There are moments of one’s own life, aspects of the life of others, of which the conclusion that the will is free seems to be the only–is the natural or reasonable–account. Yet those very moments on reflexion, on second thoughts, present themselves again, as but links in a chain, in an all-embracing network of chains. In all education we assume, in some inexplicable combination, at once the freedom and the necessity of the subject of it. And who on a survey of life from outside would willingly lose the dramatic contrasts, the alternating interests, for which the opposed ideas of freedom and necessity are our respective points of view? How significant become the details we might otherwise pass by almost unobserved, but to which we are put on the alert by the abstract query whether a man be indeed a freeman or a slave, as we watch from aside his devious course, his struggles, his final tragedy or triumph. So much value at least there may be in problems insoluble in themselves, such as that great controversy of Pascal’s day between Jesuit and Jansenist. And here again who would forego, in the spectacle of the religious history of the human soul, the aspects, the details which the doctrines of universal and particular grace respectively embody? The Jesuit doctrine of sufficient grace is certainly, to use the familiar expression, a very pleasant doctrine conducive to the due feeding of the whole flock of Christ, as being, as assuming them to be, what they really are, at the worst, God’s silly sheep.

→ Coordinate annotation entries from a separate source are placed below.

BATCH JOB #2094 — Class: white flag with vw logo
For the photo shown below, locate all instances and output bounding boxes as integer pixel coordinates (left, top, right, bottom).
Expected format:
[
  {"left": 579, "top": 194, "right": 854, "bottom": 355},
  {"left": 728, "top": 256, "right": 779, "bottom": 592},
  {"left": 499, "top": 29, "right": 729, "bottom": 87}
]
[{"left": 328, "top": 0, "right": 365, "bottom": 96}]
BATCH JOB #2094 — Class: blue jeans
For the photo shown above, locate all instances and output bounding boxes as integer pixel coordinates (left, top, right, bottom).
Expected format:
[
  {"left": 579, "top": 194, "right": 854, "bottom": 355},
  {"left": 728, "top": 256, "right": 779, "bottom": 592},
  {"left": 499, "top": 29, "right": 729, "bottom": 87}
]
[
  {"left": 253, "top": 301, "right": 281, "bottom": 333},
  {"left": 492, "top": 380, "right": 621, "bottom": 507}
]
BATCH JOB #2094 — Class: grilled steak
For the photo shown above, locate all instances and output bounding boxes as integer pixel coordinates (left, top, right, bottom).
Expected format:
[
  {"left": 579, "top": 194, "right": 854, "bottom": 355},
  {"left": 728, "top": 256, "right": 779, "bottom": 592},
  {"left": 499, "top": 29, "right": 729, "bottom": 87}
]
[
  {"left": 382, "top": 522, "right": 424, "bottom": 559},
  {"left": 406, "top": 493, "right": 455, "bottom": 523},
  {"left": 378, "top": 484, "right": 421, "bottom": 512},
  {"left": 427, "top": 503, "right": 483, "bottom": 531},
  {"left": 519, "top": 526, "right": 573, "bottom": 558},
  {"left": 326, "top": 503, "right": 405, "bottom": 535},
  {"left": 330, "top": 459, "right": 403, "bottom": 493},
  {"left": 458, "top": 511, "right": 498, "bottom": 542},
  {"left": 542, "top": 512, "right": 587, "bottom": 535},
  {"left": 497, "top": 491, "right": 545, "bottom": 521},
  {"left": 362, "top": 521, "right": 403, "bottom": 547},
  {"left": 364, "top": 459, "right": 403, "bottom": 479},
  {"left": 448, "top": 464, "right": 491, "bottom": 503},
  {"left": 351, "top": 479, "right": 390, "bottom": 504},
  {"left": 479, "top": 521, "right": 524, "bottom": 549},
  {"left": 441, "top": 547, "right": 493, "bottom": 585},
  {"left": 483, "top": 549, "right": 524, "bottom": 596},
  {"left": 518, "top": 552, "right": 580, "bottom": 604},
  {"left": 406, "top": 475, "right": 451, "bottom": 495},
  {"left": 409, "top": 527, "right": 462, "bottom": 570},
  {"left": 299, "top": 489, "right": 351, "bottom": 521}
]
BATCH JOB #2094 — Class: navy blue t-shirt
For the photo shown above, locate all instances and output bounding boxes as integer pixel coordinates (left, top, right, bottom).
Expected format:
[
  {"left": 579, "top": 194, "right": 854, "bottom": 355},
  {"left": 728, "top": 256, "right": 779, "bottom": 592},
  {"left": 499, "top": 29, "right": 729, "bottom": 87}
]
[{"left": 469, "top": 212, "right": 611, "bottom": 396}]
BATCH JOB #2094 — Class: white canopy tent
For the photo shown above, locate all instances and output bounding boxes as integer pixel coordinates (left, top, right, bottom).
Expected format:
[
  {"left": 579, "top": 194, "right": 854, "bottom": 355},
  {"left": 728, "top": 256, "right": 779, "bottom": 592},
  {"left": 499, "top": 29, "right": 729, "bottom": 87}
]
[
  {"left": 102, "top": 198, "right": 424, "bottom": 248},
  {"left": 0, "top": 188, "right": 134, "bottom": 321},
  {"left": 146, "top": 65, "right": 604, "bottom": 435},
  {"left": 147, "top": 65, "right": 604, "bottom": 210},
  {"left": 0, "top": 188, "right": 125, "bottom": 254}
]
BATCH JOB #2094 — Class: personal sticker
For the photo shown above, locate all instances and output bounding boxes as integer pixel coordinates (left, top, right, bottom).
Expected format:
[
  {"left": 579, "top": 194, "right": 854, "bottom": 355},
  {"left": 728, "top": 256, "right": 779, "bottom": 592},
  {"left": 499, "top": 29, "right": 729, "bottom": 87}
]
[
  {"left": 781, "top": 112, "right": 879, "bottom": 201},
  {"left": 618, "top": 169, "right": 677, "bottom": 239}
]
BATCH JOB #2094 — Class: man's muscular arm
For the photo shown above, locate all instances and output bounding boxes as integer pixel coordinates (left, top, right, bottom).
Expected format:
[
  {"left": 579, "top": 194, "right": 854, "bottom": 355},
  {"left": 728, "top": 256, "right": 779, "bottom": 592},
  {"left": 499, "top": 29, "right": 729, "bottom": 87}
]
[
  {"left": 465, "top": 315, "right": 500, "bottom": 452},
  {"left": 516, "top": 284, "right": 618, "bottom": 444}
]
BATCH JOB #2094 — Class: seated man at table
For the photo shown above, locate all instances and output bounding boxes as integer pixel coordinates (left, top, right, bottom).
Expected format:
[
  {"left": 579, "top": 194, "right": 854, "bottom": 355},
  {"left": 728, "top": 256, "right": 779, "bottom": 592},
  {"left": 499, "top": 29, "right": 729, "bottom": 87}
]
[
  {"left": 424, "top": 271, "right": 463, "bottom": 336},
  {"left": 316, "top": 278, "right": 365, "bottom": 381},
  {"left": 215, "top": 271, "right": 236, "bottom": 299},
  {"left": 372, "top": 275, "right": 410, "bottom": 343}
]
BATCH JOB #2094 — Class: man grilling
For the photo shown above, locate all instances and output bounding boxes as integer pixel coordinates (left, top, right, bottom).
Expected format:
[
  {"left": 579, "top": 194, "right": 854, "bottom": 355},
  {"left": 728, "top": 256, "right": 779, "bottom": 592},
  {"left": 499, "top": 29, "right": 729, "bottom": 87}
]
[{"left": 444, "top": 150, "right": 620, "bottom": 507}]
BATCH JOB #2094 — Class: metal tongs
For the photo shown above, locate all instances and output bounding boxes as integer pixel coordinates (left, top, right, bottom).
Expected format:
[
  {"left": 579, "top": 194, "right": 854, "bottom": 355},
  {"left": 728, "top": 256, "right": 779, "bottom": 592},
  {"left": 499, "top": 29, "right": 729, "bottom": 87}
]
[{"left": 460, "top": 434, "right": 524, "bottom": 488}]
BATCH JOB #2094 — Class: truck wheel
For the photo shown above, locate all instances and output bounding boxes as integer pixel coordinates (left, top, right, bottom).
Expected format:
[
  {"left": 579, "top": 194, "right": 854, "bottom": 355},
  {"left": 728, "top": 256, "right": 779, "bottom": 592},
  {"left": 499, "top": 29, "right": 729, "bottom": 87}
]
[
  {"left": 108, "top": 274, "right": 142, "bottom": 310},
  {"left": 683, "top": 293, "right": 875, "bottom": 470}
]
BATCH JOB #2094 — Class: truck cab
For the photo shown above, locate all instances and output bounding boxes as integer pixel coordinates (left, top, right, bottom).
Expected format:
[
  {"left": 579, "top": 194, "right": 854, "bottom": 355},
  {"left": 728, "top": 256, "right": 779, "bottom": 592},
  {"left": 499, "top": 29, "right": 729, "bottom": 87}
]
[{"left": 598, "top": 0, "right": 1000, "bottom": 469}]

It has something in it congruous with the rising of the physical sun on the evil and on the good, while the wheat and the tares grow naturally, peacefully together. But how pleasant also the opposite doctrine, how true, how truly descriptive of certain distinguished, magnifical, or elect souls, vessels of election, epris des hauteurs, as we see them pass across the world’s stage, as if led on by a kind of thirst for God! Its necessary counterpart, of course, we may find, at least dramatically true of some; we can name them in history, perhaps from our own experience; souls of whom it seems but an obvious story to tell that they seemed to be in love with eternal death, to have borne on them from the first signs of reprobation. Of certain quite visibly elect souls, at all events, the theory of irresistible grace might seem the almost necessary explanation. Most reasonable, most natural, most truly is it descriptive of Pascal himself.